Friday, September 17, 2004

Revelations

Today was a day of several revelations. Not about the law per se, but how things work in my classes. First was LegWri. Our prof has dedicated the next week of her office hours to meet with students one on one to discuss our memo project and to answer our questions. These little sessions come in 15 minute increments, and each person in the class gets one time slot. Today I had my appointment.

There's a commercial on ESPN where a football fan treks to the top of a mountain and finds a cave. Two sherpa-looking guys are standing outside (one of them is named Jan Darpa). They tell him that he can ask one question of the mystic gurus inside. Inside the cave are ESPN's College GameDay announcers, Fowler, Corso, and Herbstreit (Go Bucks!). The fan asks something about whether the west coast offense will revive Nebraska. Lee Corso replies: "Does a condor rise from his ashes?" The fan looks puzzled for a moment, then asks, "Do you mean a phoenix?" Instead of an answer, the sherpas shout back that he's only allowed one question. A monkey sounds a gong and the commercial's over.

Well, that's kind of what the 15 minute session was like. A few cryptic answers in a ridiculously short period of time. I did get a little more direction though, so I'm feeling a bit better about LegWri overall. The first memo isn't graded, so I'll just check my ego and try to learn from all the red marks I'm anticipating on my bleeding, wounded memo. At least that's the idea.

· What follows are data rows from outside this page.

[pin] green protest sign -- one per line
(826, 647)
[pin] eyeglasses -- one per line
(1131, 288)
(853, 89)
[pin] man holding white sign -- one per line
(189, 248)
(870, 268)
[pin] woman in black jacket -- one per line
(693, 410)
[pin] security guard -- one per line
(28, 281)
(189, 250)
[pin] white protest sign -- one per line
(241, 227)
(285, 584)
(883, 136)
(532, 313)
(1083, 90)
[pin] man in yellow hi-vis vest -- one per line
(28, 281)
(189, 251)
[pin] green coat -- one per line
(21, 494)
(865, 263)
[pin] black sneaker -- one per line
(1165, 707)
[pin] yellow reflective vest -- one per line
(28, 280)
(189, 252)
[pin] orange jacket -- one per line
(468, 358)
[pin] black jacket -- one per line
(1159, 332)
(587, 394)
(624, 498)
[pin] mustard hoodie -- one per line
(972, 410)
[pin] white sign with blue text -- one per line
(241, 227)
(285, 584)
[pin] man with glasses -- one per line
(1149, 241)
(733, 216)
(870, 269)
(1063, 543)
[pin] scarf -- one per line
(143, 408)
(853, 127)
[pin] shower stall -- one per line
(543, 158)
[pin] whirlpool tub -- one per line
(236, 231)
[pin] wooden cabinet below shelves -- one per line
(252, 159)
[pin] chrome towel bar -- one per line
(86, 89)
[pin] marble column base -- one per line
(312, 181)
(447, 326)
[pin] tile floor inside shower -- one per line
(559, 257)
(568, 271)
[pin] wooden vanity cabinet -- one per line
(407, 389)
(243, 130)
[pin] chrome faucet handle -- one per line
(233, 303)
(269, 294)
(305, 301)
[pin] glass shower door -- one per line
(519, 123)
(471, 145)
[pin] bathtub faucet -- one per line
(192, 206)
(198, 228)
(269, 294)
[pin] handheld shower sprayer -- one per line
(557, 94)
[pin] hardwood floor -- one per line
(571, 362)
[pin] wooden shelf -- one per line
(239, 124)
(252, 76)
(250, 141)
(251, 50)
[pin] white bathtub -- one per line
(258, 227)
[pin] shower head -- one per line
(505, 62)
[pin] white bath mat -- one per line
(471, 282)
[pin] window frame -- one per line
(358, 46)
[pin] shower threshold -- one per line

The next revelation: there are review sessions for all my substantive classes. They're taught by 2Ls who had the same professor (when possible) for the subject last year. Apparently these review sessions have been going on for a few weeks now and no one bothered to tell 95% of the class. I only found out by eavesdropping in the locker room. I immediately emailed the Director of Student Services, and when that stalled, dropped by his office. To make a long story short, I'm now in those review sessions. The one I went to today for Torts was sparsely attended, owing, I figure, to the fact that almost no one knows these things exist. I feel I'm a little bit behind in only learning of this now, but I still seem to be ahead of the curve.